What you see here is not what you get. Ticos are known as “icebergs” because often only a fraction of their true selves is visible; it’s easy to crash into the 95 percent hidden beneath the surface. The smiling exterior of a Tico acquaintance might conceal many things. Attempts to set things straight—to speak perhaps uncomfortable truths for the good of the relationship—don’t find much favor in this culture.

Things do get communicated, but to the uninitiated, the language might as well be code. In the rare instances I manage—with the help of locals—to gain insight into problematic situations, from giving the wrong gift at a child’s birthday party to the proper way to issue dinner invitations, I hear comments like, “I thought you knew,” or “But wasn’t it obvious?”

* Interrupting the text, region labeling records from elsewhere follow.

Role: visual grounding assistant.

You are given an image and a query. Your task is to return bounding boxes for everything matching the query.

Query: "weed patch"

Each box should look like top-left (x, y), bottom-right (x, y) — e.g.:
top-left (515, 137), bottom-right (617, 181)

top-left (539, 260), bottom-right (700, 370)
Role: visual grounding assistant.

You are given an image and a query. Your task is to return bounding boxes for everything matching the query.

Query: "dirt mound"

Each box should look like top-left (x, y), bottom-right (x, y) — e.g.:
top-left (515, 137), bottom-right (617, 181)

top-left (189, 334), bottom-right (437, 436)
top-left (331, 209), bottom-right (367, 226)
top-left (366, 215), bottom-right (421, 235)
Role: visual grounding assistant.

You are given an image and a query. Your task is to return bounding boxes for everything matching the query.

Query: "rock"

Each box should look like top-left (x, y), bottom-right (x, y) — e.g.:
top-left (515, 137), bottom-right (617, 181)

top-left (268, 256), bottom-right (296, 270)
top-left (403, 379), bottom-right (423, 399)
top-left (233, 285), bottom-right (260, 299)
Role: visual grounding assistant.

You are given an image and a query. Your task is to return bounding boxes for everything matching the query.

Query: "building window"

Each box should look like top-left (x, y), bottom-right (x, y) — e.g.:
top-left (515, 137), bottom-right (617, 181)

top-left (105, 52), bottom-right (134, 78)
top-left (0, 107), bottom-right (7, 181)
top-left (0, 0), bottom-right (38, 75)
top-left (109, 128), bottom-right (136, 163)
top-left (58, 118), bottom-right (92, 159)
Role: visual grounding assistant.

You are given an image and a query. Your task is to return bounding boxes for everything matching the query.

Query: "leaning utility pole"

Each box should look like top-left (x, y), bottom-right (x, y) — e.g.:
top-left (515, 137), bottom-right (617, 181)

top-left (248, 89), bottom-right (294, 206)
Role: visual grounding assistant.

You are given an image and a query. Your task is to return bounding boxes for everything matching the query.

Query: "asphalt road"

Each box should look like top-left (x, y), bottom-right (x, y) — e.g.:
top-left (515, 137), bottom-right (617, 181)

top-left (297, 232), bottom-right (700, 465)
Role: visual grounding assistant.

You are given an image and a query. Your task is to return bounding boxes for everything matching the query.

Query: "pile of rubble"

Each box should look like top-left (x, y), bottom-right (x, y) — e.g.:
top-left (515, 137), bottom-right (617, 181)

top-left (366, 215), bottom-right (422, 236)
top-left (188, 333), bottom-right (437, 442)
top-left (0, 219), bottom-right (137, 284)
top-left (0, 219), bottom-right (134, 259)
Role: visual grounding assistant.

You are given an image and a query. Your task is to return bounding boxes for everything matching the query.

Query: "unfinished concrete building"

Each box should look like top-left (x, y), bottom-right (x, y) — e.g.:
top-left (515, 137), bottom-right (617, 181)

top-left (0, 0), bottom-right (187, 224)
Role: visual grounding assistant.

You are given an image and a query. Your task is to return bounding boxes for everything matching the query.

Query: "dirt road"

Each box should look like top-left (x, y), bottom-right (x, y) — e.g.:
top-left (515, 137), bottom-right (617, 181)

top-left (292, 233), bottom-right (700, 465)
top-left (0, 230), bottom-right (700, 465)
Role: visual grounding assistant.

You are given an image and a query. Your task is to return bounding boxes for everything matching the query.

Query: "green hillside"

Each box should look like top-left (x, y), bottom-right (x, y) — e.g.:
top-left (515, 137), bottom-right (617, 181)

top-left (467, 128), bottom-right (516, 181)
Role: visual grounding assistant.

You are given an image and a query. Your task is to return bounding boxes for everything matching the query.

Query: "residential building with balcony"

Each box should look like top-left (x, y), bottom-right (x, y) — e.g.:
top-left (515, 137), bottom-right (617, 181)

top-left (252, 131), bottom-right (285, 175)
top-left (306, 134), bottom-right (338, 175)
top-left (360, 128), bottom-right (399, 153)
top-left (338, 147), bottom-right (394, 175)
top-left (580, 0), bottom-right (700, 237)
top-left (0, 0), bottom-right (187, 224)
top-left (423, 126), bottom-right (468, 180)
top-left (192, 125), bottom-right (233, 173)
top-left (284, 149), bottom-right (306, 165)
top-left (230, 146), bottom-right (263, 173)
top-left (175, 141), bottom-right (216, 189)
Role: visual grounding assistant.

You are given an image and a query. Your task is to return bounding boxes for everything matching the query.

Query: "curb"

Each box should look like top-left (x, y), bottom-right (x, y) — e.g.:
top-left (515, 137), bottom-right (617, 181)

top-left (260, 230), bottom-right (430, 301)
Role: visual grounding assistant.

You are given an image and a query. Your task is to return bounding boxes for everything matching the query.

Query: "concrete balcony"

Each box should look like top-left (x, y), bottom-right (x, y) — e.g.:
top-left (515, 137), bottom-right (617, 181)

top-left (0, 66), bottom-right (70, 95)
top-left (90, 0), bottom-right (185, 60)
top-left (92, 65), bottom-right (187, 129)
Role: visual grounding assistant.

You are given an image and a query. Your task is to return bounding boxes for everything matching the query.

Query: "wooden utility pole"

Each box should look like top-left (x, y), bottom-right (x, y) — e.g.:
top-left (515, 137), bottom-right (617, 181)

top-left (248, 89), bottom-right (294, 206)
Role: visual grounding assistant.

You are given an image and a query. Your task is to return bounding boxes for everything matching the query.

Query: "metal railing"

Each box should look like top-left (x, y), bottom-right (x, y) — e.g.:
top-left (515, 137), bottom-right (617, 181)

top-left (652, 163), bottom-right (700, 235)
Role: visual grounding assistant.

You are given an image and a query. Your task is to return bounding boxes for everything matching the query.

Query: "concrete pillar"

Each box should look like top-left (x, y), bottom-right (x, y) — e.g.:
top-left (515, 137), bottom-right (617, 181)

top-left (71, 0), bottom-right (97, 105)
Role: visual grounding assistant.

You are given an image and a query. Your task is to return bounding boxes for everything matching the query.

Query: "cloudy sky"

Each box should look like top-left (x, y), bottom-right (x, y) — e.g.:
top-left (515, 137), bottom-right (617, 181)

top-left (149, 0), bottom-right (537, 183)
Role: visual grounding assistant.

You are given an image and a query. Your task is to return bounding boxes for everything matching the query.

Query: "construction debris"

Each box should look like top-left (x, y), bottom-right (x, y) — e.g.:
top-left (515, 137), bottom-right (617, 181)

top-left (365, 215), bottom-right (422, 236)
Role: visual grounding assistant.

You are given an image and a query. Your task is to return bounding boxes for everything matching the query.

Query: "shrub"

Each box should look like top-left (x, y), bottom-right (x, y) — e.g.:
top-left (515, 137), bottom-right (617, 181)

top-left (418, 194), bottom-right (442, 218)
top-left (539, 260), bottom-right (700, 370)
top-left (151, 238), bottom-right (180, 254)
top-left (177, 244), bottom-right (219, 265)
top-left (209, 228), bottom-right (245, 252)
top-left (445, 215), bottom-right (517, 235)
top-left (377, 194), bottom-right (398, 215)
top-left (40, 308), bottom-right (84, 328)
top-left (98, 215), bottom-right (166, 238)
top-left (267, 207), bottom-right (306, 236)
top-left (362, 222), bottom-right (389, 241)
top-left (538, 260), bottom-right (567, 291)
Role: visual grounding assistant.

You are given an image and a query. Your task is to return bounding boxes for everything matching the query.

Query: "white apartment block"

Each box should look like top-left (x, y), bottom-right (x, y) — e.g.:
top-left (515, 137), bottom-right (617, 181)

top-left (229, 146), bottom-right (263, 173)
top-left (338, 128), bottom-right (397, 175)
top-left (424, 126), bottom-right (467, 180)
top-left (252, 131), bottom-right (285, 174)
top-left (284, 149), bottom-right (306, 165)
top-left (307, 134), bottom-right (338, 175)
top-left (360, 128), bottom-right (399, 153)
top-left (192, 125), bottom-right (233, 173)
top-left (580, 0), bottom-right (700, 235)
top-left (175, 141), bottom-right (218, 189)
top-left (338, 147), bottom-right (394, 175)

No, it wasn’t obvious. When you’re new to a culture, what’s obvious to natives is not obvious to you. One consolation is that you’re expanding your awareness of your own assumptions as well as opening your eyes to the fact that there are dozens of ways in this world to solve the same problem. Keen observation, good will, and a boundless sense of the absurd will serve you well as you adapt to your new environment. The process brings unexpected gifts of self-knowledge as you discover what parts of yourself you’re willing and able to change, and which are more bedrock aspects of your character. If all else fails, remember the old saying: What doesn’t kill you makes you stronger.

Personal Space

You’re on a crowded bus, and you’ve been lucky enough to get a seat. In the press of bodies, the señorita in the aisle has her ample behind smashed up against your shoulder, the kid in the seat behind you is playing with your hair, and a man leans over, a few inches from your face, to open the window. No one says “perdón”; no one even glances your way to acknowledge that they are—by North American standards, at least—making serious incursions into your personal space.

Whether you think this normal, charmingly different, or downright rude will depend on your culture and upbringing. It’s one of my pet peeves, in part because my response to it is so very physical. I can explain away other cultural differences, but this one makes me feel like a dog with her hackles up. A local told me to think of it as a sort of compliment—a collective hug, welcoming me to the extended family.

This reduced margin can also be seen in the way Ticos drive. Costa Ricans pull out into traffic that would give North Americans pause, pass even if a truck is bearing down from the other direction, and cut off cars so closely you’re amazed that there aren’t even more accidents.

Early (and Noisy) Risers

Most Ticos are up before six in the morning, and they aren’t tiptoeing around, trying not to wake the gringos who sleep till eight. Señoras bang pots, kids squeal, and the buses that pick up schoolchildren honk at every door. Construction crews hammer away, leaf blowers are turned on high, and even the birds get up early to contribute to the racket.

If you can’t fight them (and you can’t), you may as well join them. You will be much, much happier if you adjust to Tico hours, which means getting up with the sun and going to bed as early as 9pm. Out in the country there’s little to do at night, and even in cities things are usually quiet by midnight. After the adjustment period you may even find that you really like being up for the sunrise.